A limitation of the current study is that our results relate only to delay in delivery after the decision for emergency cesarean is made. Previous analysis from the study setting has found that the average triage time is longer for mothers who present overnight22. Delays besides the decision-to-delivery interval may therefore vary in a predictable diurnal cycle. We were also unable to explicitly model the influence of the experience of available obstetricians throughout the day. Whilst the periods during which the least experienced obstetricians are alone in the hospital correlate with the longest decision-to-delivery intervals and highest risk of perinatal mortality, we could not demonstrate a causal association here. A further limitation is the absence of a routinely applied categorisation of urgency for non-elective caesareans in the study context. Adoption of such a system could help to identify and prioritise higher risk cases, providing further scope for reducing perinatal mortality. While our study utilises a large cohort, there was insufficient power to analysis the relationship between decision-to-delivery interval and perinatal outcome separately for each indication for caesarean section. It might be expected that for some indications, particularly those in which delivery is very urgent such as cord prolapse, that a more direct relationship might exist. For other indications, such as fetal malpresentation, the findings of sub-group analyses would be likely consistent with the full cohort data.

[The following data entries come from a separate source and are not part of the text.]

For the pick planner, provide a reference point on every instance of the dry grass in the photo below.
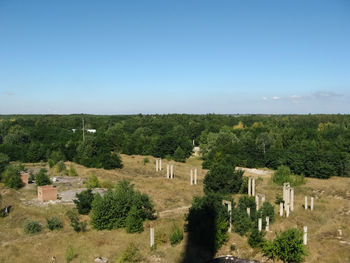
(332, 212)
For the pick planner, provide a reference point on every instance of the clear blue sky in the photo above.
(117, 57)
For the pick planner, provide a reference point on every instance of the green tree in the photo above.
(134, 221)
(42, 178)
(84, 201)
(288, 246)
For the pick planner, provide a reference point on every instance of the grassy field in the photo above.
(171, 199)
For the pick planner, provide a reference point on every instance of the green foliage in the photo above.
(78, 226)
(131, 254)
(176, 235)
(223, 179)
(179, 155)
(60, 167)
(84, 201)
(42, 178)
(72, 171)
(207, 222)
(134, 221)
(32, 227)
(53, 223)
(111, 210)
(256, 238)
(288, 246)
(11, 177)
(70, 253)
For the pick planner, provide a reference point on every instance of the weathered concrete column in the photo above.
(151, 237)
(305, 202)
(249, 186)
(281, 209)
(253, 186)
(260, 224)
(267, 228)
(305, 235)
(195, 176)
(291, 199)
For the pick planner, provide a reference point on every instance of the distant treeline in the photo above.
(313, 145)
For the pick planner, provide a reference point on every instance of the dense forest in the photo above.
(312, 145)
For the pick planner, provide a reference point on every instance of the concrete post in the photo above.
(253, 186)
(260, 224)
(152, 236)
(195, 176)
(249, 186)
(191, 177)
(291, 199)
(281, 209)
(305, 235)
(267, 223)
(305, 202)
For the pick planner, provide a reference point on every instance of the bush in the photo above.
(75, 222)
(53, 223)
(111, 210)
(176, 235)
(288, 246)
(131, 254)
(70, 253)
(84, 201)
(32, 227)
(256, 238)
(42, 178)
(11, 177)
(134, 221)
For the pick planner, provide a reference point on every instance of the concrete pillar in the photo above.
(195, 176)
(305, 202)
(287, 210)
(253, 186)
(281, 209)
(249, 186)
(267, 223)
(191, 177)
(305, 235)
(152, 236)
(260, 224)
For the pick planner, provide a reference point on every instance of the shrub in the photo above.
(42, 178)
(11, 177)
(70, 253)
(131, 254)
(53, 223)
(134, 221)
(84, 201)
(32, 227)
(288, 246)
(256, 238)
(78, 226)
(176, 235)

In this context, where many mothers present to hospital already in obstructed labour27, a direction of future study would be to investigate delays in the total time to delivery besides the decision-to-delivery interval. Such delays may also vary diurnally, for example, due to traffic patterns in the surrounding urban area. Clinician experience can be associated with perinatal outcomes both indirectly, through increased decision-to-delivery interval and directly, through for example operative skill. Further analysis of the obstetricians available throughout the day is required to determine whether modifying the periods during which the those least experienced are alone in the hospital would result in reduced risk of perinatal mortality. Future analyses in this area should also include analysis of factors potentially contributing to adverse outcomes after the decision for emergency caesarean section has been made.